Gordon Brown announced plans on Monday to sell a "portfolio of non-financial assets" in central government, including the Dartford Crossing and urged town hall bosses to do the same over the next two years.
But Bromley Conservatives claim that just £3 billion would come from central government with the shortfall being made up from "draining cash reserves" from local councils.
Neil Reddin, Cabinet Member for Resources at Bromley council, said: "The clear implication is that Gordon Brown plans to cut funding to local government even more than he has already, and expects us to sell council assets to make up the difference.
"There are two major problems with Gordon Brown's approach. First is that you can only sell these assets once, but cuts in our government funding will have to made up for many years into the future. If he expects us to start draining our cash reserves, then that will create more problems as we lose the interest we get on those funds.

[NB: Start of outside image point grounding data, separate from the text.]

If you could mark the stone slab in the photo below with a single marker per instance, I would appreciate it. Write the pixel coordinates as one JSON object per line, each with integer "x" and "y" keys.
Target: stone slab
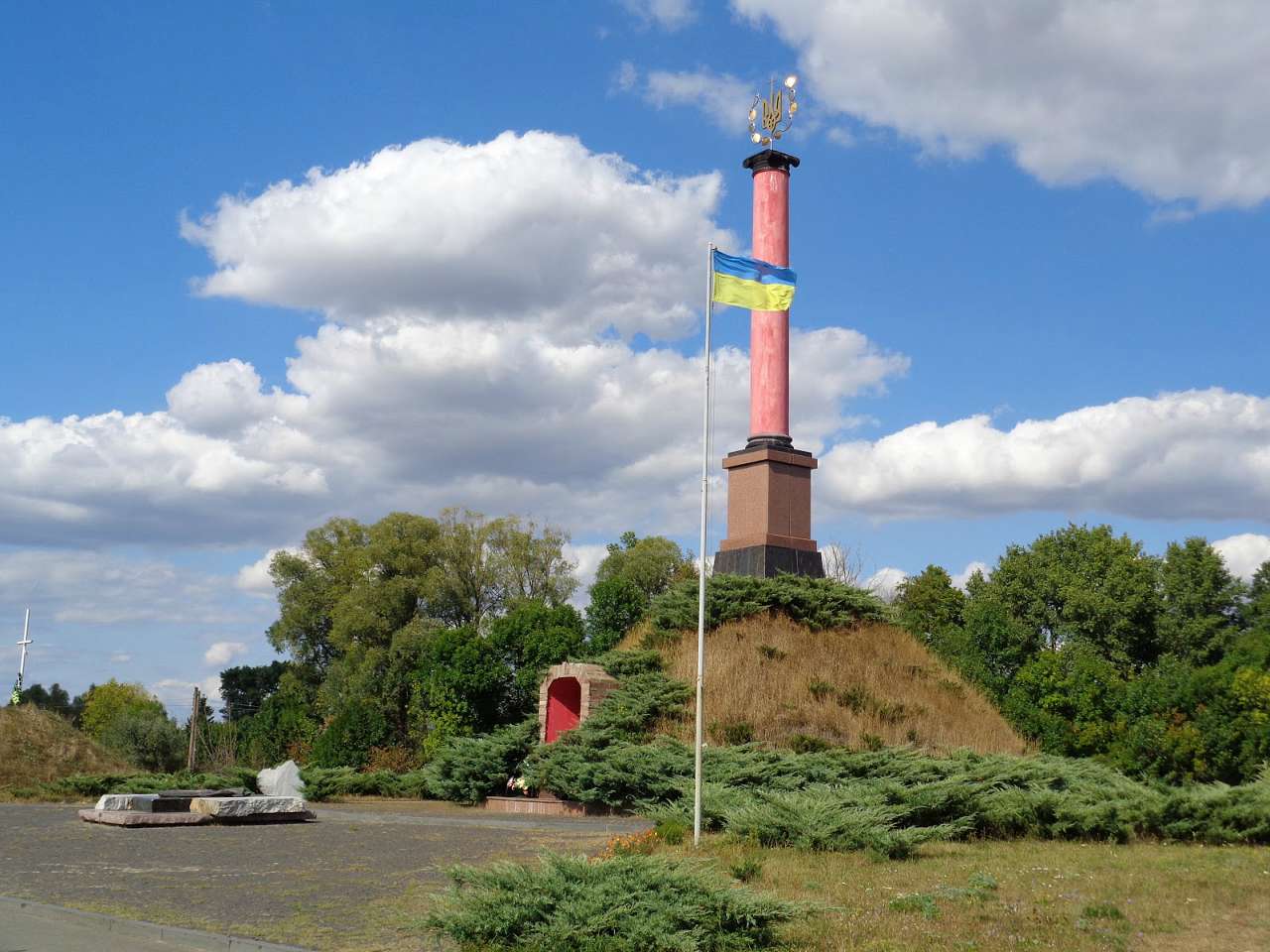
{"x": 131, "y": 817}
{"x": 140, "y": 802}
{"x": 239, "y": 807}
{"x": 548, "y": 806}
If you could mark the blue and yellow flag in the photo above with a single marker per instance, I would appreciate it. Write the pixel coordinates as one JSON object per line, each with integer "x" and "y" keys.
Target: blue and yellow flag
{"x": 747, "y": 282}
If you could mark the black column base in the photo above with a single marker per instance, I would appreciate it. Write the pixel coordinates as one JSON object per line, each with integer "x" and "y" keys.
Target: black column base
{"x": 769, "y": 561}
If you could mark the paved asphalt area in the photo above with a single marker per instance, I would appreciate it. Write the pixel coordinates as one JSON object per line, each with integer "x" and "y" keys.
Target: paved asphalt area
{"x": 325, "y": 876}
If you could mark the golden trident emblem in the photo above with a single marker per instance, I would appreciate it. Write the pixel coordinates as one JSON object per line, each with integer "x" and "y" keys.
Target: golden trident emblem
{"x": 775, "y": 119}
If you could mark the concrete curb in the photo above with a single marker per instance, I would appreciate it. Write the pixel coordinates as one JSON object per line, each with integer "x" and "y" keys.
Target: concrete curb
{"x": 191, "y": 938}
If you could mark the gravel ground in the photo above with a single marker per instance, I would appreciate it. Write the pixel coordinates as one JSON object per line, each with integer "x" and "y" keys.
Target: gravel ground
{"x": 353, "y": 879}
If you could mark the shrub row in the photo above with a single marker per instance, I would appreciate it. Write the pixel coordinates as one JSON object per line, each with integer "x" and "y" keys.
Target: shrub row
{"x": 629, "y": 902}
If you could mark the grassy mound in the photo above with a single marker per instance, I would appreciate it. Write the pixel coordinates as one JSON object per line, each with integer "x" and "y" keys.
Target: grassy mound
{"x": 870, "y": 684}
{"x": 37, "y": 747}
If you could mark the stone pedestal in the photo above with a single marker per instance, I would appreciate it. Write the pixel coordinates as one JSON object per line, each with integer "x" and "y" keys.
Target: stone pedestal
{"x": 769, "y": 513}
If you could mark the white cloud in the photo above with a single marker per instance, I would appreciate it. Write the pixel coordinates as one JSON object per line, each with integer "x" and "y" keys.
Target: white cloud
{"x": 722, "y": 98}
{"x": 178, "y": 696}
{"x": 626, "y": 76}
{"x": 884, "y": 581}
{"x": 254, "y": 578}
{"x": 1167, "y": 98}
{"x": 1243, "y": 553}
{"x": 222, "y": 652}
{"x": 961, "y": 578}
{"x": 434, "y": 384}
{"x": 1191, "y": 454}
{"x": 668, "y": 14}
{"x": 100, "y": 588}
{"x": 529, "y": 229}
{"x": 587, "y": 558}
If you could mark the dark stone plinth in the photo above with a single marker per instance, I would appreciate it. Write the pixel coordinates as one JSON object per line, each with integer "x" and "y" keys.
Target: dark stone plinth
{"x": 769, "y": 561}
{"x": 771, "y": 159}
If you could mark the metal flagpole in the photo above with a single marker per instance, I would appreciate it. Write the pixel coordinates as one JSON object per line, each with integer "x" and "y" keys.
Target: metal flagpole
{"x": 701, "y": 562}
{"x": 22, "y": 662}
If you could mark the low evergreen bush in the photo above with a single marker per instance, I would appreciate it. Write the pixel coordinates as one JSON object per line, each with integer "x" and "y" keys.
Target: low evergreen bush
{"x": 624, "y": 904}
{"x": 468, "y": 770}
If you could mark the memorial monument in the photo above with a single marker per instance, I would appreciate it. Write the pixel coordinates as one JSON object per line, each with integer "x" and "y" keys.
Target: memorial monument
{"x": 770, "y": 480}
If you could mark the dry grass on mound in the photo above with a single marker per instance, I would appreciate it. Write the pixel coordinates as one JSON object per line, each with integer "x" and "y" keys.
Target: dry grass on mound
{"x": 37, "y": 747}
{"x": 772, "y": 679}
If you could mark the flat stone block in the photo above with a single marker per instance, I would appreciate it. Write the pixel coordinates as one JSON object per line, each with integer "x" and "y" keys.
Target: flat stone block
{"x": 141, "y": 802}
{"x": 239, "y": 807}
{"x": 548, "y": 806}
{"x": 131, "y": 817}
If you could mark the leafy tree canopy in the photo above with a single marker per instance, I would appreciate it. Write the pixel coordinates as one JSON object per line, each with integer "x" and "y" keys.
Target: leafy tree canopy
{"x": 104, "y": 703}
{"x": 244, "y": 688}
{"x": 1201, "y": 602}
{"x": 652, "y": 563}
{"x": 1083, "y": 584}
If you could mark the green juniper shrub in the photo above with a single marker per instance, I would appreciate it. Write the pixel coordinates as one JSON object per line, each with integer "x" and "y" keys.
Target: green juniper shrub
{"x": 624, "y": 904}
{"x": 746, "y": 870}
{"x": 468, "y": 770}
{"x": 95, "y": 784}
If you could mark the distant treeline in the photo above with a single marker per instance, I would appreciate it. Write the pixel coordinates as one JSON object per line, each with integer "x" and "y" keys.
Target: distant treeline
{"x": 1160, "y": 666}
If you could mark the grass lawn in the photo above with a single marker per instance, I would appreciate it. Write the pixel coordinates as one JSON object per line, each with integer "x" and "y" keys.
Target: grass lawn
{"x": 1046, "y": 895}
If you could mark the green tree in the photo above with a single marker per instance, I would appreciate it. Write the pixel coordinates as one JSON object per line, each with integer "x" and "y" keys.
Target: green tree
{"x": 929, "y": 604}
{"x": 150, "y": 740}
{"x": 653, "y": 563}
{"x": 56, "y": 699}
{"x": 1201, "y": 602}
{"x": 1083, "y": 584}
{"x": 532, "y": 638}
{"x": 104, "y": 703}
{"x": 244, "y": 688}
{"x": 1256, "y": 612}
{"x": 616, "y": 606}
{"x": 486, "y": 563}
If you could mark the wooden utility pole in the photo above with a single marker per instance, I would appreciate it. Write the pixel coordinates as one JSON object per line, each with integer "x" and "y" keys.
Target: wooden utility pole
{"x": 193, "y": 729}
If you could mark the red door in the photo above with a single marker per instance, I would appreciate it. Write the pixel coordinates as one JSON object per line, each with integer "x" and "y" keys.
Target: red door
{"x": 564, "y": 706}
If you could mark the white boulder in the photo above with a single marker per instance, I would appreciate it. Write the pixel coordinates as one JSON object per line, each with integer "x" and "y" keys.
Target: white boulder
{"x": 245, "y": 806}
{"x": 281, "y": 780}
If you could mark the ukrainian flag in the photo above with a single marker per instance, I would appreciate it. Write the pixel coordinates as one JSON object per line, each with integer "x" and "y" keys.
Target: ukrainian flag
{"x": 747, "y": 282}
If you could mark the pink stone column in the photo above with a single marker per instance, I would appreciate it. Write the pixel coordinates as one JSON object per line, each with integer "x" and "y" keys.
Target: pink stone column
{"x": 770, "y": 330}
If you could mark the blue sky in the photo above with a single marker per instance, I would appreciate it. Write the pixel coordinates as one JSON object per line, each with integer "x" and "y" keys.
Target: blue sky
{"x": 997, "y": 220}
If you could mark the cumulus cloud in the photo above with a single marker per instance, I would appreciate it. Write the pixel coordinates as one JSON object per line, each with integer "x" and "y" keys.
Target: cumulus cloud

"Secondly, we in Bromley have been avoiding selling property while prices are depressed, unless there are exceptional circumstances. Gordon Brown might have been happy to sell our gold reserves at the bottom of the market, but we do not intend to do the same with what are effectively our residents' assets.

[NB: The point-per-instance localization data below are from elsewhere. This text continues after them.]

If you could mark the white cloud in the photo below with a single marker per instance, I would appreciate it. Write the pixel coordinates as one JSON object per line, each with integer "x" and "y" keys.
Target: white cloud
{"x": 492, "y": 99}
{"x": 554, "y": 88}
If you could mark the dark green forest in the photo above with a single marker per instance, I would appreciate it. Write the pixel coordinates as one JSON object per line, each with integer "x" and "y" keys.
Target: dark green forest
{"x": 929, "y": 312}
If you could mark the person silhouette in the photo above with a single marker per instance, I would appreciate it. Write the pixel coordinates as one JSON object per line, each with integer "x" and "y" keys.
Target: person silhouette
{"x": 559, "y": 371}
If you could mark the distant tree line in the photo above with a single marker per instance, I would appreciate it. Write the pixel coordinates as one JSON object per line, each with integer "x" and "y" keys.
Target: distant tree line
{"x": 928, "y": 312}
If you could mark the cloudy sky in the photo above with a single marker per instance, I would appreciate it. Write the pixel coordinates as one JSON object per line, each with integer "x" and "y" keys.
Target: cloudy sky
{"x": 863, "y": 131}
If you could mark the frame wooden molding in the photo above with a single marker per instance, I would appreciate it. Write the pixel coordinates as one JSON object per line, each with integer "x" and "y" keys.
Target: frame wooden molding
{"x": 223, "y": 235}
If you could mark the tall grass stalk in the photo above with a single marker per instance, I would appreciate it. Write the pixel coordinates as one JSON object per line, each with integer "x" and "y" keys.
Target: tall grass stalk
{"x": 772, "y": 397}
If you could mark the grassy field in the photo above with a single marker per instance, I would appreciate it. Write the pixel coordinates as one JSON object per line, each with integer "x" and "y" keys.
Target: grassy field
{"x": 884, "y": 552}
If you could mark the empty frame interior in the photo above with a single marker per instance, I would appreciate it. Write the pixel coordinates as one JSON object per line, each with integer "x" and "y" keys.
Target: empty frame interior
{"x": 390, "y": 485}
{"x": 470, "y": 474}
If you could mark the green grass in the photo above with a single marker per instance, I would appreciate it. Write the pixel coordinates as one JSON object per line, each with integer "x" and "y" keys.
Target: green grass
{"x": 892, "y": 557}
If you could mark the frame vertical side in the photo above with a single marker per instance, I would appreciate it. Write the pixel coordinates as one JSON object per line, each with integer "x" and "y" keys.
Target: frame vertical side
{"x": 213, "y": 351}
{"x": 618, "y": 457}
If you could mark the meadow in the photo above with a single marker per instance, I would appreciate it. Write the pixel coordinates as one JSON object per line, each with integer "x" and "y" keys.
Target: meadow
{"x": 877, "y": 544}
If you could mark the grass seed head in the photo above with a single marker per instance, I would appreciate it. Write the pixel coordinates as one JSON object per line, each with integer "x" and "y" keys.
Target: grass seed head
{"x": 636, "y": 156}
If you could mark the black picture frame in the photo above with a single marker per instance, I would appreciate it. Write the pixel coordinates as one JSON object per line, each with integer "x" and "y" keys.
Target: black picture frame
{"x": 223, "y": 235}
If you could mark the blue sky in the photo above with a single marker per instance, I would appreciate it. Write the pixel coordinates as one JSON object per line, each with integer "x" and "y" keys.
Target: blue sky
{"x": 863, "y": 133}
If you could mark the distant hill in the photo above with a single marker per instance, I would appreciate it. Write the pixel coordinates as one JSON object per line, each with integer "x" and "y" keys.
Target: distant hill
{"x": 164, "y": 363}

"It's Gordon Brown's poor handling of the public finances over the last 12 years that left us so badly prepared for the recession; now he expects residents in financially prudent councils like Bromley to get him out of the hole he's dug for himself."

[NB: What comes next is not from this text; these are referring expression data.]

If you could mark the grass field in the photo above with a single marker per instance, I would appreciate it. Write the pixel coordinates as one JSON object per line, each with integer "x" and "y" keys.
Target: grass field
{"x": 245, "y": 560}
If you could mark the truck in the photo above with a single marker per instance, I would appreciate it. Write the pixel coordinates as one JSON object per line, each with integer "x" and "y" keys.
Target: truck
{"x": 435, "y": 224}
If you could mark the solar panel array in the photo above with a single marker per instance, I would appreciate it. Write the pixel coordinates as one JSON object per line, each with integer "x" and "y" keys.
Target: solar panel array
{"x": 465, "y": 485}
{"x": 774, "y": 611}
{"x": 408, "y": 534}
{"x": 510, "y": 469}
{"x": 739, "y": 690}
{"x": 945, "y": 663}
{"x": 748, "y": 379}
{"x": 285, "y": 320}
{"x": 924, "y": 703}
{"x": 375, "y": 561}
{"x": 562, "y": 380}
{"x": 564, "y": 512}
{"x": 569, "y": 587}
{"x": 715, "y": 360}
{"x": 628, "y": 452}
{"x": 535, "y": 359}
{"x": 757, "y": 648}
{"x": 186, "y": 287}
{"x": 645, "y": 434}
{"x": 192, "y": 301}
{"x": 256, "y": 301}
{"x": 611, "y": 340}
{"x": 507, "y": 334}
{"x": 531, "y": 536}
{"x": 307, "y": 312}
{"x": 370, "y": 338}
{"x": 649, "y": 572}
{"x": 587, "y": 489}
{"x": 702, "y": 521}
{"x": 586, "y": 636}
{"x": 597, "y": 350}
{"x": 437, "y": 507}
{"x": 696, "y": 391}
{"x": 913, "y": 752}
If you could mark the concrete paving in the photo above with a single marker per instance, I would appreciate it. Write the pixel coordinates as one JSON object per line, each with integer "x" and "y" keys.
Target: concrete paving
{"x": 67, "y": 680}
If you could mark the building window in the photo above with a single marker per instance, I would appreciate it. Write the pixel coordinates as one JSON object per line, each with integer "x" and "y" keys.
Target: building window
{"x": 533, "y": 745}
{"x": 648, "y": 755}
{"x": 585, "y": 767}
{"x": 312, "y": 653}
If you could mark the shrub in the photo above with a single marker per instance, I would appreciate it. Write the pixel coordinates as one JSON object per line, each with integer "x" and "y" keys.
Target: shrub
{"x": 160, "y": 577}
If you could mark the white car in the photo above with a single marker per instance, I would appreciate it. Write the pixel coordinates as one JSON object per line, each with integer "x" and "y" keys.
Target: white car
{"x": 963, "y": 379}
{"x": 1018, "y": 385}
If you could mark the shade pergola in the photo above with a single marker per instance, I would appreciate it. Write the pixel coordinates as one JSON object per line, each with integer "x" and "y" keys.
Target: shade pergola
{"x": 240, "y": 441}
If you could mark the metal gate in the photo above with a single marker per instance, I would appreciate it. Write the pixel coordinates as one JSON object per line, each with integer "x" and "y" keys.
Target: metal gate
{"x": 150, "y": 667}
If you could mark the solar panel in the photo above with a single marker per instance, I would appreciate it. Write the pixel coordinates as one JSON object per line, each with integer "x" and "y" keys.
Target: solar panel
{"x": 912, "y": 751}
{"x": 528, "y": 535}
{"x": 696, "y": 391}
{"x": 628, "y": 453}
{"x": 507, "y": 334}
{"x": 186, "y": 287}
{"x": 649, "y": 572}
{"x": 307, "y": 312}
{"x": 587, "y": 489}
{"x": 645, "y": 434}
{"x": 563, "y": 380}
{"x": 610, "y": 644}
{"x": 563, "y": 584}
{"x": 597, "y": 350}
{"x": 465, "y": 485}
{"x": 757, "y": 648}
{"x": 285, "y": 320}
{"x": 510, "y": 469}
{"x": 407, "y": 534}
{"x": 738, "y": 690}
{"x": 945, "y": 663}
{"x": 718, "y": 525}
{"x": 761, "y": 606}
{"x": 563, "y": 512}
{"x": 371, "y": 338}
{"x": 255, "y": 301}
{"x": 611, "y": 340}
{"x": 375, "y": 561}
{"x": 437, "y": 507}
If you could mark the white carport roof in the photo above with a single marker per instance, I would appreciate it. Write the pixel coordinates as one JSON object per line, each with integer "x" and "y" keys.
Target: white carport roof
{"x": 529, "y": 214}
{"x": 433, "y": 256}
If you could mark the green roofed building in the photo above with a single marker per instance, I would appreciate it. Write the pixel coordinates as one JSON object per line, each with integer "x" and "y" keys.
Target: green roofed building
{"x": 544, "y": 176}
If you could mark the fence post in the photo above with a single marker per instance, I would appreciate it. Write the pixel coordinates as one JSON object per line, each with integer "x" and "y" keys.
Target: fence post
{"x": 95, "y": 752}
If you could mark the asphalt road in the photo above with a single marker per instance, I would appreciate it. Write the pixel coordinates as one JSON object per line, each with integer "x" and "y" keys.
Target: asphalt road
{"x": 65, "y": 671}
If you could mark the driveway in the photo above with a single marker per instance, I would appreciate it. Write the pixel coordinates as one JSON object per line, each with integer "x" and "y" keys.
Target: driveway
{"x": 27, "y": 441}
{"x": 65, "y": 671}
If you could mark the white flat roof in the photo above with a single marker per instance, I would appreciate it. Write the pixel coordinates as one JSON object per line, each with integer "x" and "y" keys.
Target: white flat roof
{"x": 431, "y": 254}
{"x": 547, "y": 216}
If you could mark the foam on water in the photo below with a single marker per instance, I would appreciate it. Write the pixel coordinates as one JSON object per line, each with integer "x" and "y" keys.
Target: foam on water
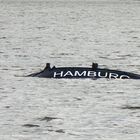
{"x": 68, "y": 34}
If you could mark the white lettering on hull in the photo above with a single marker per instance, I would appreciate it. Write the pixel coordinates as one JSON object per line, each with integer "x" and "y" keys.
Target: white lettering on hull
{"x": 89, "y": 74}
{"x": 58, "y": 74}
{"x": 77, "y": 73}
{"x": 104, "y": 75}
{"x": 68, "y": 73}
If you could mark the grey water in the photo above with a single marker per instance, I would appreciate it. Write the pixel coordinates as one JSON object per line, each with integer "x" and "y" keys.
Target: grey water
{"x": 69, "y": 33}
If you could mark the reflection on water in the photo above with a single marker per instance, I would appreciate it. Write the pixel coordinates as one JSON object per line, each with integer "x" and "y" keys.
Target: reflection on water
{"x": 68, "y": 34}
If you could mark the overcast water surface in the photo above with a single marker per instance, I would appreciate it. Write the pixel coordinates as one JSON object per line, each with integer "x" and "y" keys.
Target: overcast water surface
{"x": 69, "y": 33}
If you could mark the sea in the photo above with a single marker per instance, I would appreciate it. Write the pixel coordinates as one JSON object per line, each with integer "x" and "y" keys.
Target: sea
{"x": 69, "y": 33}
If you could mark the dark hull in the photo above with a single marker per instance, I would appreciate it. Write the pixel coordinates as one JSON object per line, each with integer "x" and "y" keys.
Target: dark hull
{"x": 84, "y": 72}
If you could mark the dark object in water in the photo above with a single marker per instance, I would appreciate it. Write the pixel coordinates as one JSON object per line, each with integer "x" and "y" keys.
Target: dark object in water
{"x": 83, "y": 72}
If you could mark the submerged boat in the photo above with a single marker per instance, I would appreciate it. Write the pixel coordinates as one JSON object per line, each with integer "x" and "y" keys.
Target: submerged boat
{"x": 83, "y": 72}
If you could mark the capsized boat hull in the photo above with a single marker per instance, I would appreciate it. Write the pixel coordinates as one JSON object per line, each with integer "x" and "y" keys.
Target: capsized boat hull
{"x": 83, "y": 72}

But Mr Brown, in a speech on the economy at a Building Britain's Future conference in London, claimed the plan was better than cutting front-line services, as proposed by the Conservatives.
He said: "Some people would withdraw the fiscal stimulus now, when the economy is still in difficulty. Some people would stop quantitative easing today, that would imperil the recovery."
But the Local Government Association (LGA) said it is disappointed not to have been consulted over the plans.
Margaret Eaton, chair of the LGA, said the sell-off "could have serious ramifications for the state of (councils') tightly managed budgets".
She added: "Given the current financial climate, this is not a good time to sell. It needs to be local councils working with local people deciding when, or if, there is a right time to sell assets."
Liberal Democrat Treasury spokesman Vince Cable also criticised the plans, adding: "Selling off what is left of the family silver is not going to solve the long-term problem of Britain's structural deficit. Selling them off now, when markets are depressed, is not the most prudent way to go."
As of March last year, local authorities owned £251 billion of assets with £232 billion classed as 'operational' such as council dwellings and land and buildings such as schools and cemeteries and the remaining £19 billion in investments.
Bromley is recorded to have £851 million in operational assests and £76 milion in investments.
A portfolio of potential sales, set to include the Dartford Crossing, Ureno, the Channel Tunnel Crossing. The Tote and the Student Loan Company, is to be published in the coming months.